Since cities are at the same time zones of production, distribution and consumption, the realm of city logistics is of growing importance. This issue is made even more complex by a growing dislocation between production, distribution and consumption, brought by globalization, global production networks, and efficient freight transport systems and logistics. This dislocation has incited a growing emphasis on issues related to supply chain integration so that in spite of acute geographical separation physical and managerial processes have minimal friction. How challenging individual countries are perceived to be in the setting and management of supply chains can be assessed, as done by the Logistic Performance Index. It underlines that logistical costs in developing countries tend to be higher, which undermines economic development for the main following reasons:
  • The regulatory complexity of distributing goods in developing countries involves higher logistic costs and is inciting distributors to maintain higher inventory levels to cope with uncertainty. Custom regulations are complex and prone to delays and road transportation can be subject to arbitrary tolls and inspections. This is reflected in higher final goods or component prices that are assumed directly or indirectly by consumers.
  • Labor and infrastructure productivity in developing countries tend to be lower, which in many cases doubles logistics costs.

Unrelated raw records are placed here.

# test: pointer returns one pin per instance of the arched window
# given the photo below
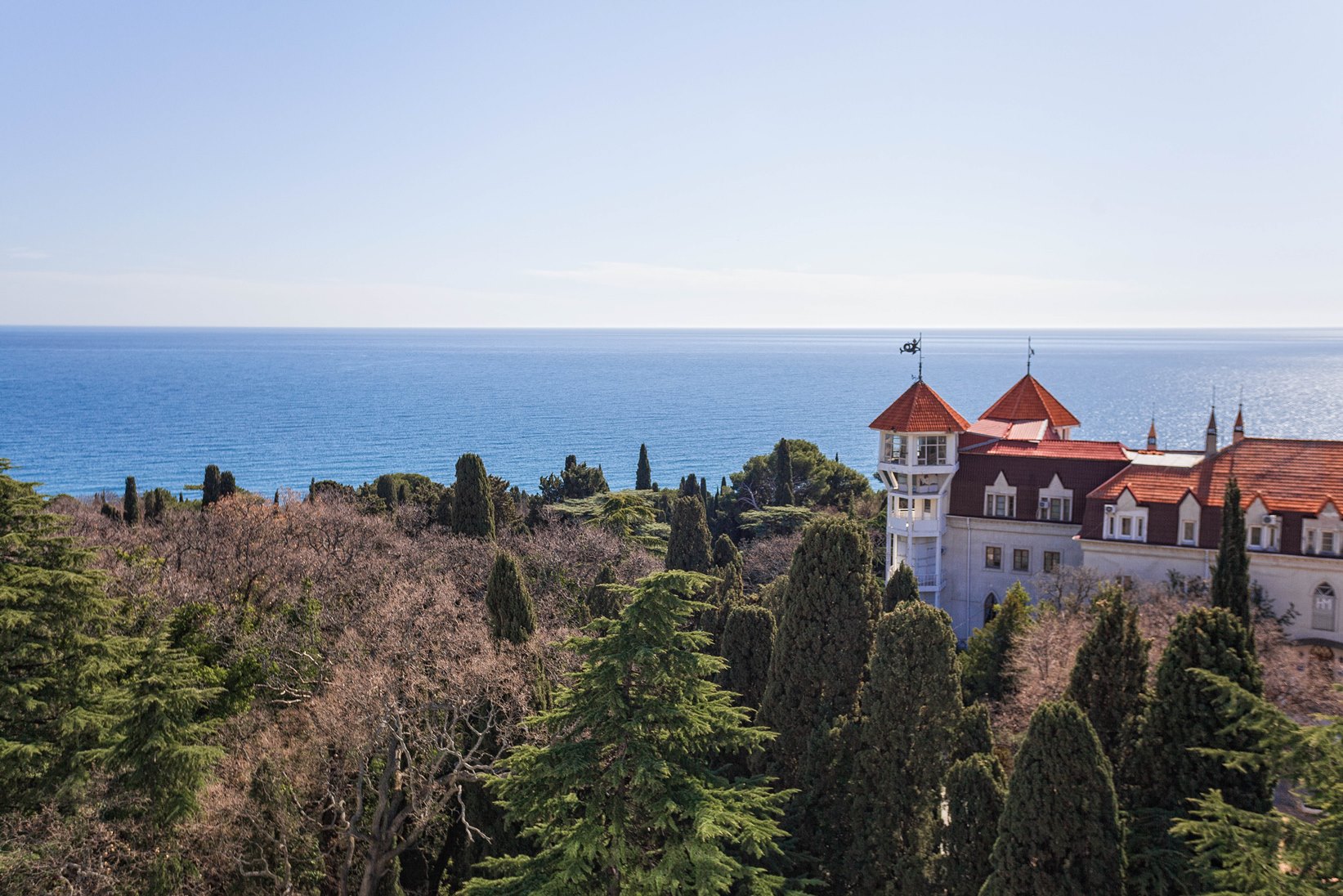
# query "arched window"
(1324, 607)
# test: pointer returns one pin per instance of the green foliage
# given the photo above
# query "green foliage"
(910, 706)
(1232, 571)
(1059, 833)
(473, 507)
(689, 547)
(985, 670)
(1109, 679)
(512, 613)
(60, 652)
(624, 797)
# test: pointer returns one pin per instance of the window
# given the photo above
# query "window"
(1323, 606)
(992, 558)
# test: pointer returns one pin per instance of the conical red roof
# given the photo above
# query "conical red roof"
(1029, 401)
(920, 410)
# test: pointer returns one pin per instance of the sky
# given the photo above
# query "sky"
(676, 164)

The advantages of cheap labor can often be counterbalanced by lower levels of productivity. This also impacts the reliability of freight distribution with unreliable lead times and deliveries.
  • Modal and intermodal capacity is inconsistent. While several terminal facilities, particularly ports, are modern with capacity on par with global standards, hinterland transportation can be problematic with road segments unable to effectively handle trucks of standard capacity.
In such a context, reforms have been advocated to promote the effectiveness of logistics services and therefore break a vicious cycle in which several developing countries are entangled in. This involves a series of reform, pending the capacity to overcome political constraints and the inertia (and commonly rent seeking behavior) of established stakeholders, concerning service providers, infrastructure investment as well as the administrative and regulatory environment.